With her five years of indenture behind her, Rajwantia began the next stage of her life in South Africa as Janaki Chetty the wife of my grandfather, RB Chetty. The quest we have been on has confirmed what we already knew- that women’s stories have remained largely untold. In contrast there is a fair amount of information on RB Chetty who arrived in SA as a passenger Indian in 1894 at the age of twenty two, became an entrepreneur and amassed a fortune with his business acumen. I remember him as a rather forbidding and elegant man with his ivory topped cane in the family home, that Rajwantia would have once controlled.
The house named “Golden Threshold” was located at 145 First Avenue, Durban. It was large and graceful with a mosaic-tiled verandah and stained glass windows. It had a grandfather clock that chimed on the hour.
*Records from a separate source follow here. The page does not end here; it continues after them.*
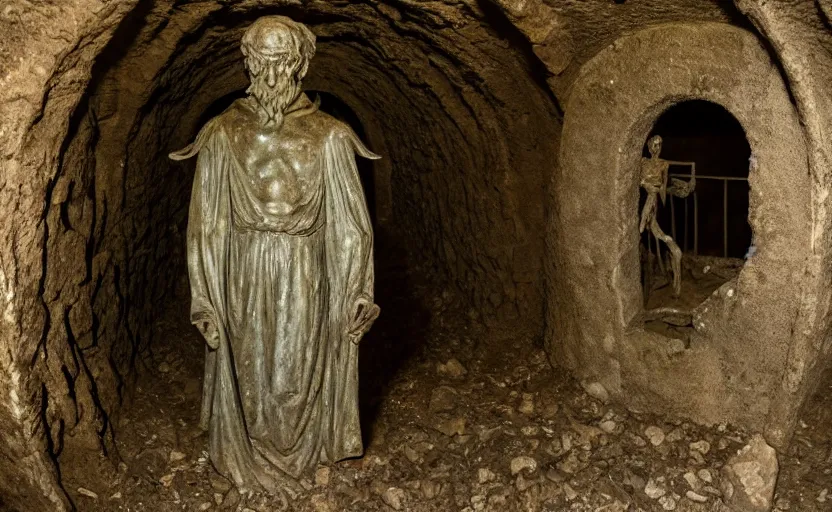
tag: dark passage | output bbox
[642,100,752,260]
[640,100,752,327]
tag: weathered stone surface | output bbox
[548,20,817,450]
[721,435,778,512]
[1,0,832,509]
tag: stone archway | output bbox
[547,22,811,447]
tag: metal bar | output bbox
[669,173,748,181]
[670,195,677,241]
[723,179,729,258]
[694,191,699,256]
[684,196,689,252]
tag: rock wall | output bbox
[735,0,832,447]
[1,0,831,510]
[0,1,558,509]
[549,21,810,447]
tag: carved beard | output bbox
[247,69,301,128]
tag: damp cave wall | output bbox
[0,0,561,509]
[1,1,832,511]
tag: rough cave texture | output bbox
[0,0,558,509]
[1,0,832,510]
[550,21,810,448]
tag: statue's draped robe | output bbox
[176,96,378,490]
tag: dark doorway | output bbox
[639,101,752,332]
[643,100,752,259]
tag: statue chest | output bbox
[229,129,324,216]
[640,159,667,189]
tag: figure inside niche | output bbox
[169,15,380,494]
[639,135,695,298]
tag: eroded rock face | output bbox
[1,0,832,510]
[721,435,779,512]
[548,19,816,449]
[2,1,558,509]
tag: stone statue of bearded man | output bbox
[169,16,380,492]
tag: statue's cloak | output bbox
[172,95,378,490]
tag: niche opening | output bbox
[639,100,752,335]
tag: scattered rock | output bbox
[223,488,242,510]
[429,386,458,413]
[666,428,685,443]
[210,473,233,493]
[515,472,537,492]
[382,487,406,510]
[315,466,330,487]
[169,450,187,463]
[77,487,98,499]
[421,480,441,499]
[403,444,421,464]
[599,420,617,433]
[697,468,713,483]
[435,416,467,437]
[645,478,667,499]
[582,381,610,403]
[198,502,212,511]
[623,469,645,491]
[518,393,535,415]
[690,440,711,455]
[563,483,579,501]
[310,494,334,512]
[159,473,175,487]
[520,425,539,436]
[683,472,701,492]
[721,434,778,512]
[818,488,829,503]
[436,358,467,379]
[544,466,565,483]
[645,426,665,446]
[686,490,708,503]
[658,495,677,510]
[556,451,587,474]
[477,468,496,484]
[510,456,537,475]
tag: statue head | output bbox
[647,135,662,158]
[647,135,663,157]
[241,16,316,127]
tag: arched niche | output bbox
[548,22,810,447]
[638,100,753,334]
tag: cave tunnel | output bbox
[2,1,832,511]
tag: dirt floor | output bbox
[642,255,743,339]
[59,264,831,512]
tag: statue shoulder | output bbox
[310,112,380,160]
[168,102,245,161]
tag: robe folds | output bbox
[172,95,379,491]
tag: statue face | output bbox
[241,17,316,127]
[648,135,663,157]
[244,51,303,127]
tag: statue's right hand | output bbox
[196,319,220,350]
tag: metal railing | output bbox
[668,172,748,258]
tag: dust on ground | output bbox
[62,276,831,512]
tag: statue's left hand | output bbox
[670,178,692,198]
[347,296,380,344]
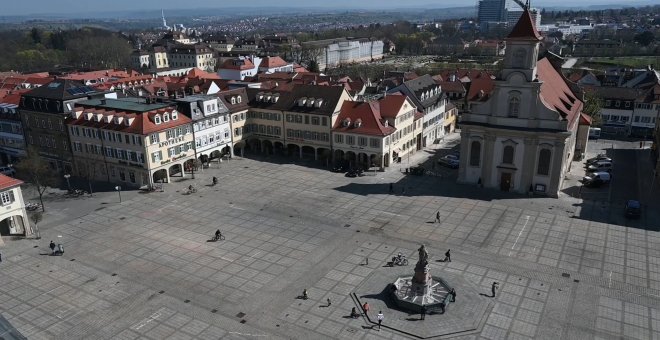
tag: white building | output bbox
[0,174,30,237]
[458,9,590,197]
[218,57,262,81]
[301,38,384,70]
[175,95,233,163]
[388,74,447,148]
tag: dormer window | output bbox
[307,98,315,107]
[154,115,162,124]
[342,118,351,127]
[315,99,323,108]
[163,113,170,122]
[354,119,362,128]
[298,97,307,106]
[172,111,178,120]
[231,97,236,105]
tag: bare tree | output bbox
[30,211,42,240]
[77,159,98,196]
[15,147,60,212]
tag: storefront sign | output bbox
[159,136,185,147]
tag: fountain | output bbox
[390,244,453,312]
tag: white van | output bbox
[583,172,611,183]
[588,127,601,140]
[588,161,612,172]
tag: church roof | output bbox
[507,9,542,41]
[537,58,583,127]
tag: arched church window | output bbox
[508,94,521,118]
[502,145,515,164]
[469,141,481,167]
[537,149,551,175]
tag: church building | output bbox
[457,9,591,197]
There was a prayer room in the garden and years later my grandfather would spend an hour there each evening at the end of which he would ring a small bell to summon the family to pray, receive prasad and take his blessing as we touched his feet. It was here that our grandmother, Rajwantia now known as Janaki, presided over her large family of 5 sons, 2 daughters and their families. In 1913 she joined the Hindu Women’s Association of which , Kasturba, the wife of Mahatma Gandhi was the founding member. The story of her transformation; of having survived the gruelling hardship of indenture to be then drawn back into male dominated family life and yet still manage to maintain her dignity, her self respect and agency lies at the heart of Rajwantia’s story.
My grandmother died on Good Friday, 1943 at the age of 66. She is still remembered by some older members of my family who acknowledge her memory by placing a mug of coffee, a drink she enjoyed in the morning, at the lamp every Good Friday. She was much loved and her loss was greatly felt by my grandfather and her sons and daughters.
As we map my grandmother’s journey and speculate on her life we will try to fill in the gaps and the many unanswered questions of our brave and remarkable ancestor - Rajwantia Ramdularie, Rajwantia Aligan, indentured labourer no. 76468, Rajwantia Somaru and finally Janaki Chetty, the woman to whom I owe my breath.
It’s quite a remarkable coincidence how The Sea of Poppies by Amitav Ghosh relates the fictional journey of Deeti from Ghazipur on a boat from Calcutta in somewhat similar circumstances.